Valerie Tarasuk, Professor

Nutritional Sciences
University of Toronto

Valerie Tarasuk is a Professor in the Department of Nutritional Sciences, cross-appointed to the Dalla Lana School of Public Health. Her primary research focus is household food insecurity. She has led several tri-council research grants to elucidate the scope, nature, and health implications of this problem in Canada, assess the effectiveness of community responses, and determine how public policies and programs impact food insecurity prevalence and severity. For the past decade, she has led PROOF, an interdisciplinary research program designed to identify effective policy approaches and mobilize knowledge to reduce household food insecurity in Canada.

Food Insecurity and DRM: what is the overlap and how can we use policy to address this?

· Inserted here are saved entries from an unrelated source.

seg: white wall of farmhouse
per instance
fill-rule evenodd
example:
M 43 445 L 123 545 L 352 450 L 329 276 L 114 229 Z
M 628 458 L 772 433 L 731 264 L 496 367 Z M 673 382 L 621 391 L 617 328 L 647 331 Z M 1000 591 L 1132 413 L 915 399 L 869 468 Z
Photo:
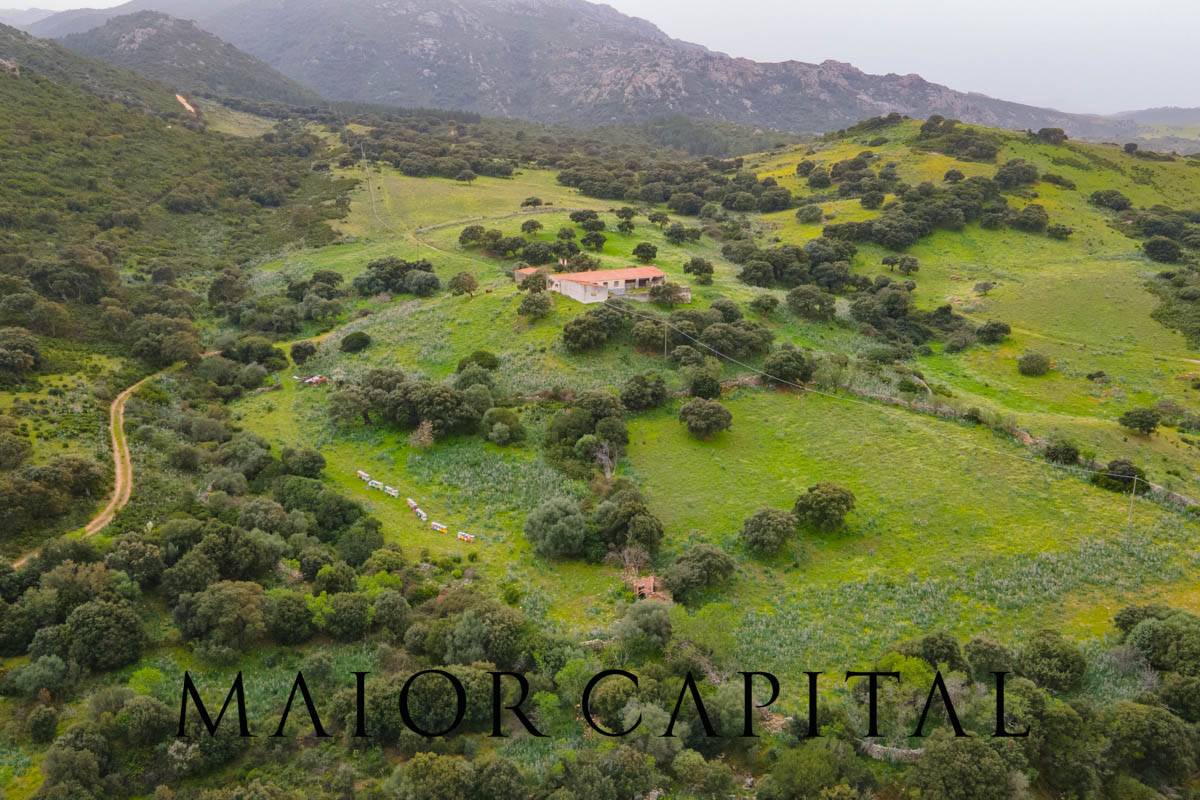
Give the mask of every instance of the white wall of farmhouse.
M 580 303 L 603 303 L 608 299 L 608 288 L 597 286 L 594 283 L 578 283 L 551 278 L 550 289 Z

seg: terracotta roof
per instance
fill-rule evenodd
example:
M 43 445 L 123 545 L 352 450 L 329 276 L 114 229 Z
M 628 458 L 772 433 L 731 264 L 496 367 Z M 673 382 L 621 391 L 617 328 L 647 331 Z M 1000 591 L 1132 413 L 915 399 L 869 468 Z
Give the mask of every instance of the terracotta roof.
M 513 274 L 514 275 L 532 275 L 533 273 L 539 272 L 539 271 L 540 270 L 538 270 L 537 267 L 521 267 L 520 269 L 514 269 Z
M 662 278 L 667 273 L 658 267 L 625 267 L 624 269 L 597 269 L 591 272 L 564 272 L 551 275 L 552 280 L 573 283 L 600 283 L 601 281 L 632 281 L 639 278 Z

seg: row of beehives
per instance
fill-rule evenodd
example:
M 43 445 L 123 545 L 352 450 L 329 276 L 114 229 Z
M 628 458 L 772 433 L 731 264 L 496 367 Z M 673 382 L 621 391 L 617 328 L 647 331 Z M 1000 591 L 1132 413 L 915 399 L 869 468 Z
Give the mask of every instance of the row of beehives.
M 388 497 L 399 497 L 400 496 L 399 489 L 397 489 L 394 486 L 385 486 L 381 481 L 375 480 L 369 474 L 367 474 L 366 472 L 363 472 L 361 469 L 358 470 L 357 475 L 358 475 L 358 479 L 360 481 L 365 481 L 367 486 L 369 486 L 372 489 L 378 489 L 379 491 L 386 494 Z M 429 515 L 421 510 L 421 507 L 417 505 L 416 500 L 413 500 L 411 497 L 409 497 L 409 498 L 405 499 L 405 502 L 408 503 L 408 507 L 410 509 L 412 509 L 412 512 L 417 515 L 417 519 L 421 520 L 421 522 L 429 522 Z M 430 522 L 429 527 L 438 533 L 445 533 L 447 530 L 449 530 L 445 525 L 443 525 L 440 522 Z M 473 542 L 473 541 L 475 541 L 475 534 L 467 533 L 466 531 L 459 531 L 458 539 L 459 539 L 459 541 L 463 541 L 463 542 Z

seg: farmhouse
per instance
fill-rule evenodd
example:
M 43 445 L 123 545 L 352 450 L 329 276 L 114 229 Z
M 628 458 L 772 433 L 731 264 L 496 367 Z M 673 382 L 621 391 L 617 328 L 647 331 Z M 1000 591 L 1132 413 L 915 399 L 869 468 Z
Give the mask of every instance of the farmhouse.
M 513 271 L 513 278 L 521 281 L 538 271 L 534 267 L 523 267 Z M 665 283 L 666 279 L 666 273 L 658 267 L 625 267 L 546 275 L 550 291 L 580 303 L 603 303 L 609 297 L 620 297 L 639 289 L 658 286 Z

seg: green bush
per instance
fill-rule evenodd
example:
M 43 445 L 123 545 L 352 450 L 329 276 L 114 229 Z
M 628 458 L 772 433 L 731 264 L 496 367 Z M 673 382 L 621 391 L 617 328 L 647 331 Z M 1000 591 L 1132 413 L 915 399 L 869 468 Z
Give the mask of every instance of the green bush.
M 686 602 L 696 592 L 733 575 L 734 560 L 710 544 L 687 548 L 663 575 L 663 582 L 676 600 Z
M 1145 470 L 1124 458 L 1105 464 L 1101 471 L 1092 475 L 1092 483 L 1111 492 L 1146 494 L 1150 491 Z
M 58 712 L 50 706 L 38 706 L 25 718 L 25 732 L 34 744 L 46 744 L 54 740 L 58 730 Z
M 525 519 L 525 538 L 546 558 L 573 558 L 588 547 L 588 524 L 579 505 L 565 497 L 542 503 Z
M 1159 423 L 1162 422 L 1162 414 L 1154 408 L 1131 408 L 1122 414 L 1117 422 L 1123 428 L 1149 436 L 1158 429 Z
M 836 483 L 818 483 L 796 498 L 793 513 L 801 525 L 819 531 L 836 531 L 854 510 L 854 492 Z
M 364 331 L 355 331 L 342 337 L 341 344 L 338 347 L 343 353 L 358 353 L 366 350 L 371 345 L 370 334 Z
M 1083 680 L 1087 661 L 1083 652 L 1057 631 L 1033 634 L 1017 656 L 1017 670 L 1039 686 L 1067 692 Z
M 752 553 L 774 553 L 796 533 L 796 516 L 776 508 L 760 508 L 742 523 L 742 543 Z
M 1043 451 L 1046 460 L 1054 464 L 1078 464 L 1079 448 L 1067 439 L 1054 439 Z
M 1183 248 L 1165 236 L 1154 236 L 1142 244 L 1142 250 L 1152 261 L 1174 264 L 1183 258 Z
M 1017 371 L 1029 377 L 1045 375 L 1050 371 L 1050 359 L 1041 353 L 1024 353 L 1017 359 Z
M 733 424 L 733 414 L 716 400 L 698 397 L 679 409 L 679 421 L 687 426 L 693 436 L 707 439 L 728 430 Z

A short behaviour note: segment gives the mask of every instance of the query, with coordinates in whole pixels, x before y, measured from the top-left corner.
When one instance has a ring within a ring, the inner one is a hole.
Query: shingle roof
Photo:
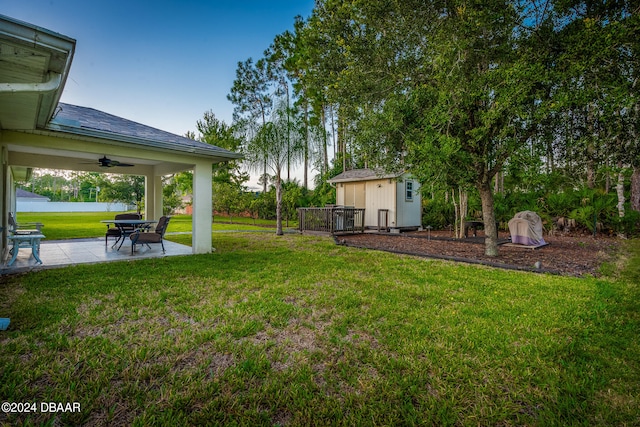
[[[31,191],[24,190],[22,188],[16,188],[16,197],[20,198],[29,198],[29,199],[37,199],[37,200],[49,200],[46,196],[41,196],[36,193],[32,193]]]
[[[333,178],[328,180],[328,182],[336,183],[336,182],[351,182],[351,181],[372,181],[375,179],[398,178],[403,173],[404,172],[386,173],[384,170],[373,170],[373,169],[352,169],[334,176]]]
[[[59,103],[49,130],[139,143],[156,148],[171,148],[189,153],[236,159],[238,153],[195,141],[160,129],[88,107]]]

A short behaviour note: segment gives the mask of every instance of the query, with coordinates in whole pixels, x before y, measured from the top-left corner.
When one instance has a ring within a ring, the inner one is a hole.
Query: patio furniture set
[[[100,221],[107,224],[104,245],[105,247],[107,246],[109,237],[115,237],[116,241],[111,247],[118,246],[118,250],[120,250],[128,237],[131,240],[131,254],[135,252],[136,245],[144,244],[151,248],[149,246],[150,243],[160,243],[162,252],[164,252],[164,233],[167,231],[170,220],[171,217],[169,216],[162,216],[158,221],[154,221],[142,219],[139,214],[118,214],[114,219]],[[112,224],[115,227],[110,227]],[[153,224],[156,224],[155,230],[150,231]]]
[[[164,234],[171,217],[162,216],[158,221],[144,220],[139,214],[118,214],[112,220],[103,220],[102,223],[107,224],[107,232],[105,233],[105,247],[109,237],[116,238],[111,246],[120,250],[124,241],[129,238],[131,240],[131,254],[136,251],[136,245],[146,245],[151,249],[150,244],[159,243],[164,248]],[[152,230],[153,224],[156,224]],[[114,225],[114,227],[111,227]],[[40,222],[18,223],[14,214],[9,213],[9,236],[7,237],[12,244],[9,251],[11,259],[7,262],[7,267],[11,267],[18,258],[20,247],[31,247],[31,254],[35,258],[37,264],[42,264],[40,259],[40,241],[45,238],[42,234],[44,224]]]

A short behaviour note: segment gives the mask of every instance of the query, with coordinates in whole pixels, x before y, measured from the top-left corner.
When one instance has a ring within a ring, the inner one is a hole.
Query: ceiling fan
[[[102,156],[100,159],[98,159],[98,166],[101,168],[112,168],[115,166],[131,167],[135,165],[132,165],[131,163],[122,163],[118,160],[109,159],[107,156]]]

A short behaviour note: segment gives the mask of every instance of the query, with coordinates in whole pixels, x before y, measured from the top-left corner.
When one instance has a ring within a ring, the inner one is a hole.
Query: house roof
[[[381,169],[352,169],[334,176],[328,182],[335,184],[337,182],[373,181],[376,179],[398,178],[403,174],[404,172],[387,173]]]
[[[31,191],[27,191],[22,188],[16,188],[16,197],[20,197],[22,199],[49,200],[48,197],[41,196],[40,194],[32,193]]]
[[[222,160],[239,159],[241,154],[195,141],[93,108],[59,103],[46,127],[49,131],[108,139],[151,148],[182,151]]]

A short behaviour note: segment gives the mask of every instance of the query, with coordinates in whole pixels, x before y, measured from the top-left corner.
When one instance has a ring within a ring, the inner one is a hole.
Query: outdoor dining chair
[[[122,220],[122,219],[135,219],[135,220],[139,220],[142,219],[142,215],[137,214],[137,213],[124,213],[124,214],[118,214],[115,216],[114,218],[115,220]],[[110,225],[112,224],[107,224],[107,232],[104,235],[104,246],[107,246],[107,239],[109,239],[109,237],[115,237],[116,238],[116,243],[118,242],[118,239],[120,239],[121,237],[127,237],[127,236],[123,236],[122,232],[124,231],[125,234],[129,234],[129,233],[133,233],[136,229],[136,227],[134,225],[125,225],[125,226],[120,226],[120,227],[110,227]]]
[[[135,252],[136,245],[145,244],[151,248],[151,246],[149,246],[150,243],[160,243],[160,245],[162,245],[162,252],[164,253],[164,233],[167,231],[170,220],[170,216],[161,216],[158,224],[156,224],[155,231],[145,232],[144,229],[139,228],[131,233],[129,236],[131,238],[131,254]]]

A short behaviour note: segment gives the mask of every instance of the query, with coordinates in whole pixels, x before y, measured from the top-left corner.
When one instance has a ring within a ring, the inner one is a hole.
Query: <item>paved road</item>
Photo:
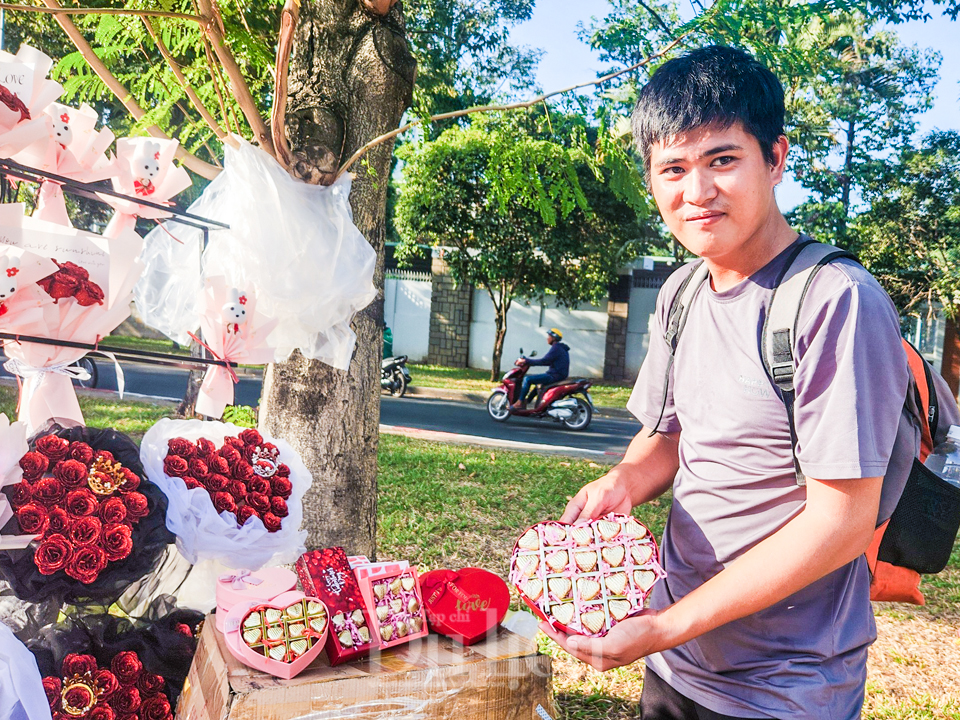
[[[96,362],[100,372],[97,387],[116,390],[113,363],[99,358]],[[130,363],[122,365],[126,392],[131,396],[145,395],[171,400],[183,397],[187,386],[185,370]],[[0,369],[0,376],[8,376],[8,373]],[[256,405],[259,400],[260,378],[241,375],[236,386],[236,403]],[[490,419],[482,405],[409,396],[392,398],[387,395],[381,396],[380,422],[401,432],[404,432],[404,428],[412,428],[417,431],[456,433],[507,443],[530,443],[575,448],[588,453],[612,454],[622,454],[640,429],[637,422],[598,417],[594,417],[590,427],[581,432],[566,430],[553,420],[510,418],[505,423],[497,423]]]

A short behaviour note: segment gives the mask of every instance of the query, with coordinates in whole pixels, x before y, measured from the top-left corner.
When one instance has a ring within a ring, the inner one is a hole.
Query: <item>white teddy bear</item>
[[[155,142],[145,142],[140,145],[138,152],[133,156],[133,189],[137,195],[152,195],[157,186],[154,179],[160,174],[160,145]]]
[[[66,147],[73,142],[73,131],[70,129],[70,114],[60,113],[60,117],[53,118],[53,139],[60,143],[60,147]]]
[[[20,287],[17,274],[20,272],[20,258],[16,256],[0,256],[0,315],[7,311],[5,300],[13,297]]]
[[[246,304],[247,296],[241,295],[236,288],[230,288],[227,292],[227,302],[220,311],[228,333],[239,333],[240,326],[246,324],[247,310],[244,307]]]

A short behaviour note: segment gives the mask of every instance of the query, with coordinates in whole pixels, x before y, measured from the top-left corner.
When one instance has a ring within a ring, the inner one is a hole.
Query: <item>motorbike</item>
[[[522,348],[520,353],[523,354]],[[568,378],[550,385],[542,385],[532,407],[522,410],[510,407],[519,399],[523,376],[529,369],[530,365],[520,357],[514,363],[514,367],[504,374],[500,385],[487,399],[487,412],[490,413],[490,417],[497,422],[506,422],[511,415],[549,417],[570,430],[586,429],[590,420],[593,419],[593,399],[588,392],[593,383],[582,378],[578,380]]]
[[[380,362],[380,389],[394,397],[403,397],[410,384],[410,371],[407,370],[407,356],[384,358]]]

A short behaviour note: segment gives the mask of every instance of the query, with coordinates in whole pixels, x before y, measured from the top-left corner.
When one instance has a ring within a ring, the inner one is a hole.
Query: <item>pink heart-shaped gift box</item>
[[[280,567],[256,572],[231,570],[217,578],[216,627],[224,632],[223,623],[235,605],[272,600],[297,587],[297,574]]]
[[[580,567],[581,556],[589,566]],[[572,524],[545,521],[528,528],[514,545],[510,582],[541,620],[567,633],[599,637],[643,609],[653,584],[666,576],[659,557],[650,531],[629,515],[610,513]],[[615,575],[622,576],[616,590]],[[557,596],[554,582],[563,596]],[[561,620],[563,610],[569,617]],[[588,614],[602,616],[599,629],[583,625]]]
[[[243,638],[241,637],[243,619],[247,616],[250,610],[255,607],[267,607],[283,610],[284,608],[303,599],[313,600],[323,605],[324,612],[326,613],[327,617],[327,625],[323,630],[323,634],[319,637],[315,637],[313,646],[296,660],[293,662],[282,662],[279,660],[274,660],[273,658],[265,657],[257,652],[254,652],[250,646],[243,641]],[[323,646],[327,641],[327,634],[330,631],[330,612],[326,608],[327,606],[320,599],[304,595],[302,592],[298,591],[283,593],[282,595],[278,595],[277,597],[266,602],[260,600],[234,605],[230,612],[227,613],[226,620],[224,620],[224,638],[226,640],[227,649],[230,651],[231,655],[237,658],[237,660],[242,662],[244,665],[252,667],[254,670],[260,670],[262,672],[274,675],[275,677],[289,680],[290,678],[296,677],[303,672],[307,666],[316,660],[317,656],[323,652]]]

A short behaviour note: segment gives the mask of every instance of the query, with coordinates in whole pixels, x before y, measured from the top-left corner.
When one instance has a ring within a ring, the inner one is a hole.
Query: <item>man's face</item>
[[[547,335],[547,345],[553,345],[557,339],[553,335]]]
[[[773,189],[783,178],[787,140],[773,148],[776,164],[739,123],[705,126],[650,149],[650,185],[670,231],[694,255],[735,262],[765,239],[779,218]]]

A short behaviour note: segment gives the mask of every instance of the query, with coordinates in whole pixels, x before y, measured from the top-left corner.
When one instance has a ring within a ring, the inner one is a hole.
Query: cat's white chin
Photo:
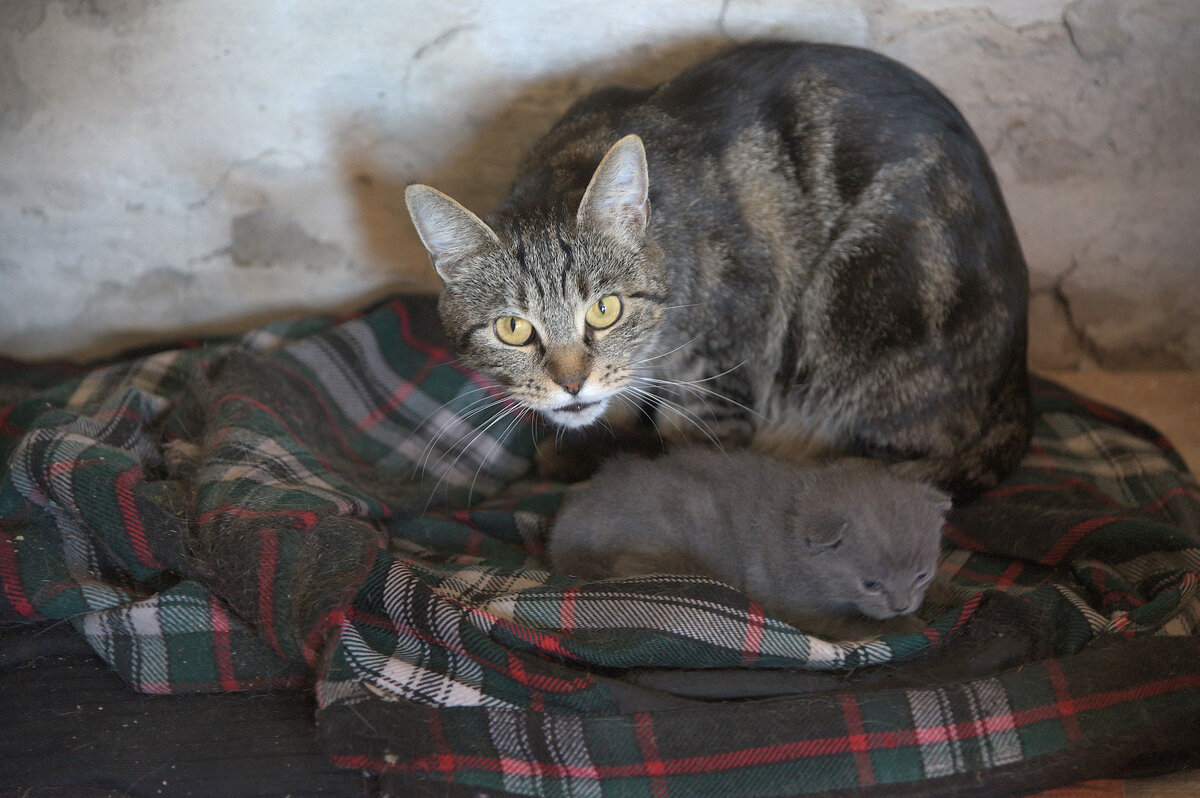
[[[608,399],[575,402],[554,409],[542,408],[542,415],[560,427],[578,429],[592,424],[604,414]]]

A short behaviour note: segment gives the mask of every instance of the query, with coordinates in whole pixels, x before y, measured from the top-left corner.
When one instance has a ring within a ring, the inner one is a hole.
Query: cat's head
[[[949,495],[878,466],[834,466],[797,506],[793,546],[829,603],[884,619],[915,612],[937,572]]]
[[[626,136],[577,209],[498,216],[489,226],[428,186],[405,191],[459,354],[562,426],[599,418],[653,354],[667,280],[646,234],[648,181],[642,142]]]

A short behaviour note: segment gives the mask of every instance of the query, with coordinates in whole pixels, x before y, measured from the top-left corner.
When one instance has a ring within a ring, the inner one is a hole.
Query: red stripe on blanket
[[[575,630],[575,601],[579,597],[579,585],[573,585],[563,591],[562,606],[558,611],[558,625],[563,634]]]
[[[763,608],[751,601],[746,608],[746,640],[742,643],[743,665],[750,665],[762,653],[763,626],[766,620]]]
[[[842,693],[842,715],[846,718],[846,741],[854,752],[854,765],[858,768],[858,783],[869,787],[875,783],[875,770],[871,767],[871,757],[867,753],[871,745],[863,729],[862,711],[858,707],[858,699],[851,693]]]
[[[259,626],[271,648],[282,652],[275,633],[275,570],[279,564],[279,535],[274,529],[264,527],[258,539]]]
[[[213,631],[213,664],[217,667],[217,682],[223,690],[240,690],[241,682],[233,670],[233,647],[230,644],[229,614],[221,606],[221,600],[210,596],[208,600],[209,619]]]
[[[0,530],[0,582],[4,584],[4,598],[22,617],[41,620],[41,613],[33,608],[25,596],[25,591],[21,589],[21,567],[17,562],[14,542],[8,532]]]
[[[633,716],[633,733],[642,752],[641,767],[650,777],[650,789],[655,798],[667,798],[666,764],[658,753],[654,741],[654,718],[649,713],[639,712]]]
[[[117,507],[121,512],[121,524],[129,537],[129,545],[138,562],[147,568],[161,570],[164,566],[150,550],[150,541],[146,538],[146,527],[142,524],[142,515],[138,512],[137,502],[133,498],[133,486],[142,481],[141,466],[126,469],[117,475],[113,488],[117,494]]]
[[[1102,526],[1107,526],[1114,521],[1120,521],[1122,518],[1115,515],[1101,516],[1100,518],[1092,518],[1084,521],[1081,524],[1076,524],[1067,530],[1066,534],[1060,537],[1050,551],[1046,552],[1038,559],[1042,565],[1058,565],[1071,553],[1071,549],[1085,537],[1095,532]]]
[[[201,513],[196,519],[198,524],[207,524],[214,518],[222,515],[232,515],[235,518],[295,518],[300,521],[301,531],[307,532],[312,529],[313,524],[317,523],[319,516],[312,510],[286,510],[284,508],[272,508],[269,510],[255,510],[251,507],[243,507],[240,504],[223,504],[207,512]]]

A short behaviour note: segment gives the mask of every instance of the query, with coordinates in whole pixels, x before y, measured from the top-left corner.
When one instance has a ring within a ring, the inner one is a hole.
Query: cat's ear
[[[433,268],[446,282],[457,276],[467,256],[500,246],[482,219],[435,188],[411,185],[404,189],[404,202]]]
[[[798,531],[813,554],[840,546],[850,526],[850,521],[832,512],[802,514],[799,521]]]
[[[954,499],[950,494],[941,488],[935,488],[933,485],[927,487],[925,498],[929,502],[929,506],[933,508],[933,511],[942,518],[945,518],[946,514],[954,507]]]
[[[626,136],[596,167],[579,203],[578,224],[636,244],[650,221],[649,191],[646,148],[637,136]]]

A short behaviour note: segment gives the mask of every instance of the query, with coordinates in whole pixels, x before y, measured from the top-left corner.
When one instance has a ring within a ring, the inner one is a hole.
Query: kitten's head
[[[577,210],[488,226],[428,186],[405,191],[459,354],[557,424],[595,421],[651,354],[667,280],[647,191],[637,136],[608,151]]]
[[[793,546],[816,588],[843,611],[916,611],[937,571],[950,497],[870,464],[822,470],[793,516]]]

Household food insecurity, inadequate or insecure access to food due to financial constraints, is a potent social determinant of health in Canada, currently affecting over 15% of the population. Adults in food-insecure households are much more likely than food-secure adults to be diagnosed with a wide variety of chronic conditions, including mental health disorders, infections, and non-communicable diseases. The relationship between food insecurity and health is graded, with adults in more severely food-insecure households more likely to report poorer health status and to be diagnosed with multiple chronic conditions. Moreover, people who are food-insecure are less able to manage therapeutic regimens and therefore more likely to experience negative disease outcomes, to be hospitalized, and to die prematurely. While research examining the interface of food insecurity and diet-related malnutrition in Canada is lacking, everything we know about food insecurity would suggest that it escalates risk. Direct responses to food insecurity in clinical settings typically take the form of patient screening, referrals to food programs and other resources, and the provision of immediate food assistance, but household food insecurity is not resolved through food-based interventions. Evidence-based upstream responses are required, with public policy interventions to address the problems of inadequate, insecure income that underpin household food insecurity in Canada.